Someone sent me a diatribe from some progressive about the evil of share buybacks. I have a few thoughts. First the claims: they allow companies to inflate share…

Someone sent me a diatribe from some progressive about the evil of share buybacks. I have a few thoughts.

First the claims: they allow companies to inflate share prices, top management to manipulate share prices to maximize the value of options, divert money from long-term investment, and allow for tax avoidance. I’ll start with the tax story.

Buybacks, as opposed to dividends, do allow shareholders to avoid paying taxes as long as they hold their stock. This is a gift to rich people, but let’s not get carried away on the size of the gift.
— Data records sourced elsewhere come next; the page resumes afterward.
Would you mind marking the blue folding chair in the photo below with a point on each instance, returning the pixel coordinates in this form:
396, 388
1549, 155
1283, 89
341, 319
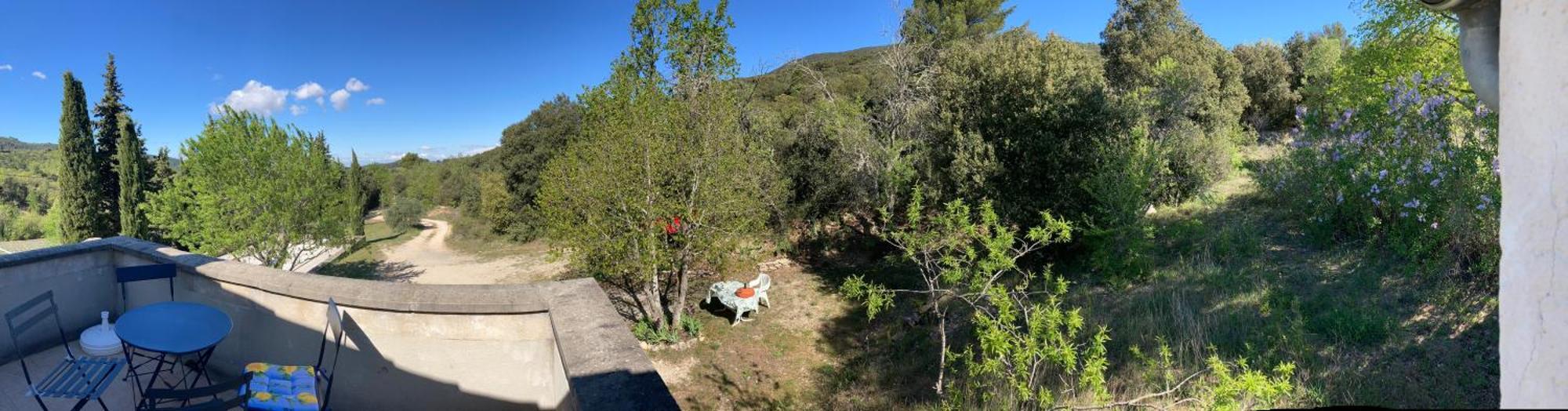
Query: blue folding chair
78, 379
126, 275
267, 387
First, as many progressives (including me) complain, shares typically turn over very quickly. That is one reason many of us support a financial transactions tax – to reduce the volume of pointless trading.
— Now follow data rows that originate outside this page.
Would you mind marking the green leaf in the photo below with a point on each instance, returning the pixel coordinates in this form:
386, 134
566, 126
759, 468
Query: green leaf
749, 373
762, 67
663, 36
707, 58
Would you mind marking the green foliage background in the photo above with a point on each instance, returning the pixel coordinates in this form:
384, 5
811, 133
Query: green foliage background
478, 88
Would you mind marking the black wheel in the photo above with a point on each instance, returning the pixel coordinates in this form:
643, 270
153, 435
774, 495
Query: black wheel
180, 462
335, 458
You don’t get to both complain about shares turning over all the time and that rich people never pay taxes because they hold their shares forever.

It’s true that some rich people do hold their shares until death, but even the Waltons must occasionally sell some shares to cover their living expenses. Anyhow, this is a real issue (could be addressed by taxing unrealized capital gains), but let’s not exaggerate its size.

On the question of long-term investment, I’m not at all impressed with the evidence. Do we think that companies would invest more if they paid out money to shareholders as dividends?

If the point is that the more money companies pay out to shareholders (as either dividends or buybacks), the less they invest, sure that is almost definitionally true. But this begs the question.

Are they paying out money to shareholders because they don’t see good investment opportunities or whether they aren’t taking advantage of good investment opportunities because they are paying out so much money to shareholders? I am strongly inclined to believe the former is the case.

Now let’s ask about inflating the share price. Suppose a stock sells for $100 and it is expected to earn $5 a share until the end of time. What happens if the company uses its full $5 in earnings to buy back stock.

The buyback critics tell us this would drive up the share price. In a limited sense this will almost certainly be true. Suppose that we now have 5 percent fewer shares outstanding. This means that if we have the same price-to-earnings ratio, then the price per share will be 5 percent higher.

But how is this “inflating” the share price? The price to earnings ratio would be exactly the same after the buyback as before. What’s the problem?

We can tell a story that buybacks actually increase the price-to-earnings ratio. PEs have been unusually high in the last two decades, so this is not an implausible story on its face, even though believers in efficient market theory would say it’s impossible.

If buybacks do in fact drive up PEs, it would benefit top management, who will get more money for their options, and disadvantage future shareholders who will have to pay more money for each dollar of earnings, meaning that they will lower returns on the stock buy.

Current shareholders will be largely indifferent to a rise in PE, since they have little reason (apart from tax considerations) to prefer money paid to them in higher share prices as opposed to dividends.

In this story, buybacks are effectively a tool used by top management to gain at the expense of future shareholders, with current shareholders being indifferent.

This raises the last point, top management using buybacks to manipulate stock prices to maximize the value of their options. This strikes me as a very plausible story, but it has important implications.

If top management is manipulating stock prices to increase the value of their options, it implies they are ripping off their companies. After all, if the shareholders wanted the CEO and other top executives to get more money, they could have just paid them more money.

The manipulation story implies that they are taking money that the shareholders, or their agent, the board of directors, did not intend them to have.

The manipulation story also means that the claim that the company is being run to maximize returns to shareholders is not true. In this case, the shareholders should be allies in efforts to rein in CEO pay.

To my view, reining in CEO pay is very important because of the distorting effect it has on pay structures throughout the economy. A world where CEOs get paid $2M (like in the good old days) is very different than today’s world where they get paid $20 M.

This leaves the moral of the evil buyback story as being that we need to crack down on CEOs ripping off their companies and bring their pay down to earth.

This first appeared on Dean Baker’s Beat the Press blog.